Sleeping Freshmen Never Lie
- Book Cover
- Author: David Lubar
- Cover artist: R. Lawrence Amari
- Language: English
- Genre: Young adult novel
- Publisher: Speak
- Publication date: 2005
- Publication place: United States
- Media type: Print (Hardback & Paperback)
- ISBN: 978-0-14-240780-6
- Followed by: Sophomores and Other Oxymorons

= Sleeping Freshmen Never Lie =

2005 novel by David Lubar

Sleeping Freshmen Never Lie is a 2005 young adult novel by David Lubar. It is a story about the high school experiences of a fourteen-year-old boy named Scott Hudson. The book was one of the ALA's book picks for 2006.

Sleeping Freshmen Never Lie follows the character of Scott Hudson as he attempts to survive high school and attract the attention of his crush Julia, a girl who recently became beautiful. If dealing with school activities and growing up isn't stressful enough, Scott's mother has announced that she's going to have a baby. In an attempt to make all of this more manageable, Scott tries to write down tips for getting through daily life and high school for his unborn sibling. The novel follows Scott's journey as he learns what to do and what not to do in high school as well as balancing activities, homework, friendships, and relationships with girls.
Sophomores and Other Oxymorons is a sequel to the book and was released on August 18, 2015.

==Plot==
Scott Hudson enters J.P. Zenger High as a freshman, along with his three best friends, Mitch, Patrick, and Kyle, and quickly realizes that it is very different from middle school. Scott gets put into advanced classes, including an Honors English class which, despite the amount of homework, is his favorite class and his English teacher, Mr. Franka, becomes a mentor to him. Scott finds out that he is not in classes with any of his friends since he is carrying all honors and college prep classes. He tries his best from the very start to get the attention of Julia Baskins, a girl who was in his kindergarten class and has become very attractive over the summer. Because of her beauty she quickly blends in with the popular girls and is attracted to the football players who are often bullying Scott. Scott also finds himself connected to another classmate named Louden, who is better known as Mouth.

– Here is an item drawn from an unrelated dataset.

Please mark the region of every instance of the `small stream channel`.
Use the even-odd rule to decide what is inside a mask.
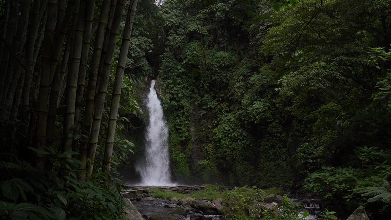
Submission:
[[[174,191],[189,190],[180,189],[180,187],[173,188]],[[192,190],[199,190],[192,189]],[[222,220],[221,211],[216,210],[205,210],[202,208],[194,208],[189,205],[181,205],[177,200],[168,200],[153,198],[147,190],[143,190],[138,193],[127,193],[126,197],[129,198],[137,208],[139,212],[145,219],[150,220]],[[310,215],[305,218],[306,220],[319,220],[320,212],[323,210],[322,204],[319,199],[314,199],[310,196],[305,194],[286,194],[292,201],[302,206],[299,211],[301,213],[304,212]],[[196,199],[196,201],[198,199]],[[206,202],[206,198],[199,199]],[[275,200],[266,200],[266,203],[276,202],[281,204],[282,200],[278,198]],[[202,210],[202,211],[201,211]]]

Scott tries every attempt to get Julia's attention such as joining the school paper, because he thinks that she is part of the staff, only to discover that she has just written a single column for the paper. He then runs for student council, after finding out that Julia is also running as well, and wins a seat, only to find out that she has not won. As a result, Scott resigns from his position on the student council, making Julia the new council member. He also auditions for the school play and is selected as a member of the crew, thinking that Julia would be in the play. However, Julia has not been selected as a member of the cast or crew. Soon, a new girl named Lee arrives at school, who wears face pins and weird clothes, and has wildly colored hair. Both soon realize that they share the same interests, but Scott cannot get past his crush on Julia. He also makes friends with a senior named Wesley. Though the two share some interests, they have little in common. Then to put the cherry on top of all this excitement going on in his life, his mother announces that she is pregnant. He copes with all of this by creating a tip book for his soon-to-be baby sibling to help him, or her, survive high school when they get to it. In his entries to the baby, he often shows disdain by using degrading terms to talk to it such as "Smelly" or "Blob of unformed goo". He writes it so he can try to be a good older brother to this new baby, since Scott's own brother was rarely present.

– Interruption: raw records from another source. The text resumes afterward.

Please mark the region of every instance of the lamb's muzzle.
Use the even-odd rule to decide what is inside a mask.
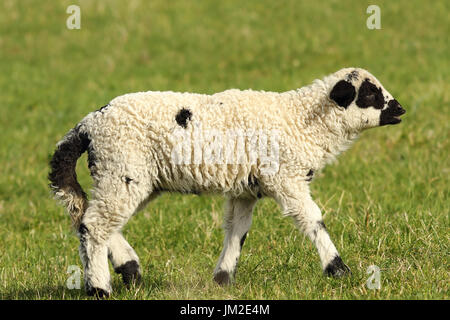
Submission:
[[[387,124],[397,124],[402,122],[400,116],[405,114],[406,110],[402,108],[397,100],[392,99],[388,102],[388,107],[381,111],[380,126]]]

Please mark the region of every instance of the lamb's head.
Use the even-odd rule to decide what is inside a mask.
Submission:
[[[346,68],[324,79],[328,98],[340,109],[343,123],[361,131],[400,123],[406,111],[368,71]]]

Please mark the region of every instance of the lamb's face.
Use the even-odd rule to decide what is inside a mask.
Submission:
[[[358,68],[342,69],[327,78],[330,99],[343,109],[346,125],[364,130],[401,122],[406,111],[381,83],[368,71]]]

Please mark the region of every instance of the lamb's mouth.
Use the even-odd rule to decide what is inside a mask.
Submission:
[[[393,99],[389,101],[388,107],[381,111],[380,115],[380,126],[384,126],[387,124],[398,124],[402,122],[400,116],[406,113],[406,110],[402,108],[402,106],[397,102],[397,100]]]

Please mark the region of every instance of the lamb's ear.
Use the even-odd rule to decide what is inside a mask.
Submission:
[[[355,87],[345,80],[341,80],[335,84],[330,92],[330,99],[335,101],[339,106],[347,108],[353,99],[355,99]]]

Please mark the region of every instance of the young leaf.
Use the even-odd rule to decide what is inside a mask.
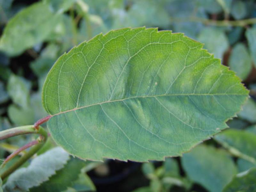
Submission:
[[[211,192],[221,191],[237,172],[225,151],[203,145],[184,154],[181,163],[189,178]]]
[[[243,44],[238,43],[234,46],[228,60],[228,65],[243,80],[250,74],[252,67],[252,60],[247,48]]]
[[[52,12],[49,5],[41,2],[23,9],[4,28],[0,39],[0,50],[14,56],[41,42],[57,23],[59,16]]]
[[[237,174],[224,188],[223,192],[256,191],[256,168]]]
[[[256,164],[256,135],[244,131],[225,130],[214,139],[234,155]]]
[[[224,33],[219,29],[205,28],[200,33],[198,41],[205,44],[205,48],[217,58],[222,59],[228,48],[228,41]]]
[[[180,156],[227,127],[248,91],[180,33],[125,28],[60,57],[43,102],[53,139],[80,158],[143,162]]]
[[[26,191],[38,186],[62,168],[69,158],[68,154],[60,147],[49,150],[33,159],[28,167],[18,169],[10,175],[4,190]]]
[[[86,163],[78,158],[72,158],[63,169],[57,172],[56,174],[48,180],[30,189],[31,192],[52,192],[62,191],[68,187],[73,187],[79,179],[81,169],[86,165]],[[89,187],[89,186],[88,186]]]

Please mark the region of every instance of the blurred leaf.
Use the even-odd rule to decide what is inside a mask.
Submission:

As time goes by, Scott starts to lose his best friends. Mitch finds a girlfriend and soon forgets the group; Patrick moves to Texas, then to Japan; Kyle joins the wrestling team and soon puts Scott down for having a crush on Julia. Julia's boyfriend, Vernon, later beats up Scott after finding out from Kyle (who lost a fight with Scott) that Scott has a crush on his girlfriend. Scott realizes that what a person says and does can affect the life of another after Mouth attempts to commit suicide. Later, he learns that not everything is what it seems once he finds out that his older brother, Bobby, who is struggling to find a job, can barely read. Scott's mother eventually gives birth to a new baby boy, whom they name Sean. Meanwhile, Bobby finds a job through guitar-playing and Julia eventually starts dating a nicer person, though she is now close enough to Scott to give him a kiss on the cheek.

==Reception==
Critical reception for Sleeping Freshmen Never Lie was mixed to positive, with TeenReads praising the character of Scott Hudson. Kirkus Reviews wrote that the book was "Fresh, funny and perfectly plausible as a demonstration of various writing exercises for classroom use, but only if you like laughter." AudioFile praised the production values of the audio version. The School Library Journal called Sleeping Freshmen Never Lie "an excellent choice for public and school libraries".

Publishers Weekly wrote that the book "strains too hard to be clever" and that "most readers will breathe a sigh of relief when the gimmicks start to fade". Booklist criticized Sleeping Freshmen Never Lie, stating that it "delivers too many messages as Scott learns one important lesson after another" but that "most readers will find plenty of amusing, accurate observations about freshman life, from the insecurities of first dates to the dangers of walking the hall between classes".